Stories of a Life by Nataliya Meshchaninova

Stories of a Life by Nataliya Meshchaninova

Author:Nataliya Meshchaninova [Meshchaninova, Nataliya]
Language: eng
Format: epub
Publisher: Deep Vellum Publishing


Desire

i make a wish on a strawberry.

On a plane’s contrails.

On a star.

On a wave.

I wish he’d get hit by a tram.

I was always afraid of the dead. But I liked his corpse. Not that I liked the corpse itself, but the image, him lying there dead, never to stand up again … What a heartwarming sight.

We’re in a traffic jam, it’s hot, there’s a commotion ahead. We hear that some woman was cut in half by a tram. Our bus slowly approaches the place where it happened, and I see a piece of her leg sticking out from under the tram. Seeing it excites me. Excites my imagination. For a minute, I imagine it’s his leg. My heart starts pounding gleefully. A few moments, then … ugh! It’s over.
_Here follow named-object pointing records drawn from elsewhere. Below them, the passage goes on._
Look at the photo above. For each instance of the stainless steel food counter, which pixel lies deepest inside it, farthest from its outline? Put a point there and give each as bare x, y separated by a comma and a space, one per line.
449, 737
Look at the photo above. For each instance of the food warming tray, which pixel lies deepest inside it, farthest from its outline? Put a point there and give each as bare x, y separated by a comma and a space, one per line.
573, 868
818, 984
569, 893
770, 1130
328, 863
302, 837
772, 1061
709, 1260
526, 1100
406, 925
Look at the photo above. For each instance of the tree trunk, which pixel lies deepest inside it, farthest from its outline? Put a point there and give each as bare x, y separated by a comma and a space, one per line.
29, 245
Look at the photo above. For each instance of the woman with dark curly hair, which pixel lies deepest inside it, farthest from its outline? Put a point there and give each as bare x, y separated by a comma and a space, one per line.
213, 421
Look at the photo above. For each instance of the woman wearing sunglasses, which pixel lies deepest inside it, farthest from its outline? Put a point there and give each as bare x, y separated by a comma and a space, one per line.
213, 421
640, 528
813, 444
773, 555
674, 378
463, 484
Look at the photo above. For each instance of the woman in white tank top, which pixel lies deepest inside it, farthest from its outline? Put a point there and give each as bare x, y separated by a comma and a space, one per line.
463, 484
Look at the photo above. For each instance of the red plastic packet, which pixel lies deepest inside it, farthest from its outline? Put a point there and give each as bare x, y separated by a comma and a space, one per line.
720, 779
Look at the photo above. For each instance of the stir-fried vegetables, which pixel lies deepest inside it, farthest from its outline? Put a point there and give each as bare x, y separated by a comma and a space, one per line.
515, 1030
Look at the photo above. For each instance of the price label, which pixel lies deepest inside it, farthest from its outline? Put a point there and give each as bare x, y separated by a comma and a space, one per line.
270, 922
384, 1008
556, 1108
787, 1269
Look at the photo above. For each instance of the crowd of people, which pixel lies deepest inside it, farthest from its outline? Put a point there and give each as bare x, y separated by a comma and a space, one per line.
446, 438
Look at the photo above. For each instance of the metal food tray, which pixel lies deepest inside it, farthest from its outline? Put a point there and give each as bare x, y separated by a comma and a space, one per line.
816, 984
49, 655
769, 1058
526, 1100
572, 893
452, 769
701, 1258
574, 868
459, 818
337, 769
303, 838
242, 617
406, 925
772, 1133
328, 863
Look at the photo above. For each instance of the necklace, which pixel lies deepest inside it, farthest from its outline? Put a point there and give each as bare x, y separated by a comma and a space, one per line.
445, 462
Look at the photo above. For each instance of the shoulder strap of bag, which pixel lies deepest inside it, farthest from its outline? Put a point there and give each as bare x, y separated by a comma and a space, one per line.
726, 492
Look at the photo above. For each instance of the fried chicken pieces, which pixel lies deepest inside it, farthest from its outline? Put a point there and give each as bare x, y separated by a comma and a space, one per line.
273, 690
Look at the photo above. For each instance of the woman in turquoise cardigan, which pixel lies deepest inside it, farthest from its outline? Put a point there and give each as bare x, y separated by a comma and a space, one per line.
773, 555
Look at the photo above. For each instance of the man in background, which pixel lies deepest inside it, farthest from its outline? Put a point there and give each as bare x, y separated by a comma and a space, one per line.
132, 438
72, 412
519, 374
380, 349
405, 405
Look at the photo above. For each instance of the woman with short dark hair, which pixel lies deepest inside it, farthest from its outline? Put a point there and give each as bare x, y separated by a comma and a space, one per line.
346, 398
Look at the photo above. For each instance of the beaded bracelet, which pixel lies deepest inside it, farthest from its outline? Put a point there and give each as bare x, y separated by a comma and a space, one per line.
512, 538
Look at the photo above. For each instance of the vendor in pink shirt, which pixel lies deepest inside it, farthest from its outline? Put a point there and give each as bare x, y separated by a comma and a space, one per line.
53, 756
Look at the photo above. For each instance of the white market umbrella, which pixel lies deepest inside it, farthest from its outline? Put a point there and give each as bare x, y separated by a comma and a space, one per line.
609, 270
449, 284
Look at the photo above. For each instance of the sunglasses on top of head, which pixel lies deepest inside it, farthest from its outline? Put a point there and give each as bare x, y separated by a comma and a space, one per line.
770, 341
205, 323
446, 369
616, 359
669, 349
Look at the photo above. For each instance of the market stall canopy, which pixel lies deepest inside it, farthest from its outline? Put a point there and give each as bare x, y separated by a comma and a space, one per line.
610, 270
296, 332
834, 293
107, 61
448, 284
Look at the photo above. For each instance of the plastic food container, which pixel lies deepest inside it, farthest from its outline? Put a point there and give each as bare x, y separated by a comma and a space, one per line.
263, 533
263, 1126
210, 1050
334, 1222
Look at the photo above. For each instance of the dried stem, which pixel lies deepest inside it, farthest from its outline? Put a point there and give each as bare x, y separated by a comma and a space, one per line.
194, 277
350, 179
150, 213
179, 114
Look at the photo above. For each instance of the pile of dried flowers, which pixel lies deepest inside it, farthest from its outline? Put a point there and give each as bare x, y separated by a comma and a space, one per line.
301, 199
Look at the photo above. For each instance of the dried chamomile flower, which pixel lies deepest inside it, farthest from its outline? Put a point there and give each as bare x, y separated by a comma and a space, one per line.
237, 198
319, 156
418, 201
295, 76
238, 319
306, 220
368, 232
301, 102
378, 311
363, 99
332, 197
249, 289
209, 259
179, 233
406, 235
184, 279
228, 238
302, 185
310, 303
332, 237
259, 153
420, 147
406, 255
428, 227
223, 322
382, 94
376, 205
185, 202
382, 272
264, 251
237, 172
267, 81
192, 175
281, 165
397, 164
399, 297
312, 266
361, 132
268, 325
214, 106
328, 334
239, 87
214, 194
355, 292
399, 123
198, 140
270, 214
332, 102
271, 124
He’s alive again, sitting here, healthy as a horse. He’s bugging my mom, saying we should walk instead.

Uncle Sasha, my stepfather. The second of my four stepfathers. And the most memorable.

He was small, shorter than me and even shorter than my mother, who was practically a dwarf. He was catastrophically thin, the result of polio.

A nimble neurotic. A violent psychopath. A pathetic little fucker. Yes. A pathetic little fucker.

I swim past him. He can’t really swim, poor half-dead rat. As I swim by, my mom grabs me by the ankle and starts washing me with dish soap. She washes my greasy little head. All three of us are up to our waists in the stinky Anapka River. If you swim five minutes downstream, you’ll reach the sea. The river flows into the Black Sea, where there are waves, sand, kids, and people. But we’re here. We’re here, scrubbing ourselves with dish soap and washing our underwear. We’re here, taking pictures in front of the reeds and eating tomatoes with salt.

Why are we here and not, oh, I don’t know … at the beach?

Well, because Uncle Sasha is ashamed of his skinny arms. He’s ashamed of his skinny legs. For Uncle Sasha, the public beach is torture. He goes on vacation just to stand up to his waist in the river, not taking off his shirt (apparently his arms were worse than his legs; I never saw him without his shirt, although I saw him without his pants), and snicker at the people sailing by on catamarans, who’d pissed away all their money to sail on the stinking Anapka, when the beach was barely a hundred meters away. A man of contradictions, that Uncle Sasha.

We came here on vacation, but in the mornings, we work on a vineyard and in the evenings, we bathe with dish soap.

“Mom, what if Uncle Sasha stayed here and washed his hair, and we went to the beach? Can we?”

“Shh, what are you talking about, be quiet, go, go on, go play.”

My mother is scared of Uncle Sasha. He’d gone psycho and thrown wood-carving knives at her a couple of times and she was afraid of provoking him.

Wood carving is what brought them together. Back then she didn’t know that he would pitch knives at her and that they would break the skin.